Search code examples
javascriptajaxcontent-encoding

How can content-encoding be ignored


I have a device I need to download a file from. In certain cases, the file may have an incorrect content-encoding. Particularly, it may have a content-encoding of "gzip", when it is not gzipped, or compressed in any way.

So, when the file is gzipped, it's simple to get the content using a basic ajax GET:

$.ajax({
    url: 'http://' + IP + '/test.txt',
    type: 'GET'
})
.done(function(data) {
    alert(data);
});

But this fails, as you might expect, when the content-encoding is wrong.

To be clear, I'm not looking for a solution to bypass the ERR_CONTENT_DECODING_FAILED when simply navigating to the given url in a browser. I want to be able to load, for instance, a csv, into a string in javascript for further parsing.

Can I GET the file, and force it to skip attempting decoding, or override the content-encoding of the response, or some such?


Solution

  • This is simply not possible to do via client-side JavaScript, per the WHATWG's XHR spec, which makes use of the fetch operation from the WHATWG Fetch Standard.

    Client-side scripts can only read the response object supplied by the browser environment.
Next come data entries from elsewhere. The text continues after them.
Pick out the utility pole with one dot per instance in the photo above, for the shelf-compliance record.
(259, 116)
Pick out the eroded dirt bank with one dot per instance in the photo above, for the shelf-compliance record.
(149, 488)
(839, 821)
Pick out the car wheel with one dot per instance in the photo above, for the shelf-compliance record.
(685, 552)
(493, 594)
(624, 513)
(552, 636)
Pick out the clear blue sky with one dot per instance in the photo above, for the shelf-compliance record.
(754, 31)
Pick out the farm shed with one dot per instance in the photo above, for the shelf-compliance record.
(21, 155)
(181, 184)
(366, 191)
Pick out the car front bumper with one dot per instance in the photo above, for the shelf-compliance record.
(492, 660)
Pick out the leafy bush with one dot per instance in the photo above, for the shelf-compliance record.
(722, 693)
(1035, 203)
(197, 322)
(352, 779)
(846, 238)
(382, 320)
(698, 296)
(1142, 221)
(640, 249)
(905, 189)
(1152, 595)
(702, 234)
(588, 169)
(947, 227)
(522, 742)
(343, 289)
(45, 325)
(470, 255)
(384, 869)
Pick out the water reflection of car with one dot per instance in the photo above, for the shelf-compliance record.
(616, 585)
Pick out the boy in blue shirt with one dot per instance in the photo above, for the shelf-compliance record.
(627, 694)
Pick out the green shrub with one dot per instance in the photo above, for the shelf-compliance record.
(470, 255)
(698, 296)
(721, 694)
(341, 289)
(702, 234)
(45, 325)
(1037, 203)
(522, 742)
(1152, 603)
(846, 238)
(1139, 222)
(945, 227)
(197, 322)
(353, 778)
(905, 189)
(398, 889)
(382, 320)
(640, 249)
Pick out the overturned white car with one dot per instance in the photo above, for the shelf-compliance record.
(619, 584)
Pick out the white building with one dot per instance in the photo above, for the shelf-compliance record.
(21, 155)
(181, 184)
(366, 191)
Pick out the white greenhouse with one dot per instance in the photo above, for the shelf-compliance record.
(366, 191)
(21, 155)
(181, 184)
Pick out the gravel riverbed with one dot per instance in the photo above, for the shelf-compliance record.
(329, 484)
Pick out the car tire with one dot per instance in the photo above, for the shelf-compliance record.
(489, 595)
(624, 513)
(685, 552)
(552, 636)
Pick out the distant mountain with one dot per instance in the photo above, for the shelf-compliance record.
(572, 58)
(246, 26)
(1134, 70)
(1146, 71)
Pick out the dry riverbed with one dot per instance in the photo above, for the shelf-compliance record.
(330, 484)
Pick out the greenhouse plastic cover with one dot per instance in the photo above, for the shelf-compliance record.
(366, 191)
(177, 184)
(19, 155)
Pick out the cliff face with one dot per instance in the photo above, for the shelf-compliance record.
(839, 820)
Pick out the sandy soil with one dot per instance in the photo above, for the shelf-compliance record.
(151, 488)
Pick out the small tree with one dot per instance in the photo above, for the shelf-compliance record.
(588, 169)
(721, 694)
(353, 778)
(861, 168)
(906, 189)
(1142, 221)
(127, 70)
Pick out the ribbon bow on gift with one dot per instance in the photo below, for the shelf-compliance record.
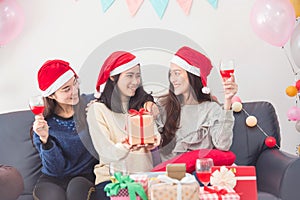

The Fetch Standard defines how the browser environment must build a response object's body attribute in step 2 of the fetch operation (note especially substeps 2 through 4):

    1. Whenever one or more bytes are transmitted, let bytes be the transmitted bytes and run these subsubsteps:

      1. Increase response's body's transmitted with bytes' length.

      2. Let codings be the result of parsing Content-Encoding in response's header list.

      3. Set bytes to the result of handling content codings given codings and bytes.

      4. Push bytes to response's body.

    Where the action handling content codings is:

    To handle content codings given codings and bytes, run these substeps:

    1. If codings are not supported, return bytes.

    2. Return the result of decoding bytes with the given codings as explained in HTTP.

    From this definition, we can see that a response object never exposes encoded bytes in its body property. Before bytes can be added to the body, they must first be decoded. A client script never has access to what the spec calls "transmitted bytes" (i.e., the actual encoded bytes sent over the wire).

    Decoding is determined exclusively by the Content-Encoding header. There is no mechanism by which client-side JavaScript can manipulate the response headers of a response object, so Content-Encoding must be whatever the server originally sent.

    What your server is doing is wrong. Your only options are:

    1. Fix the behavior of the server.

    2. Run the HTTP response through a proxy that fixes the Content-Encoding response header before it reaches your client.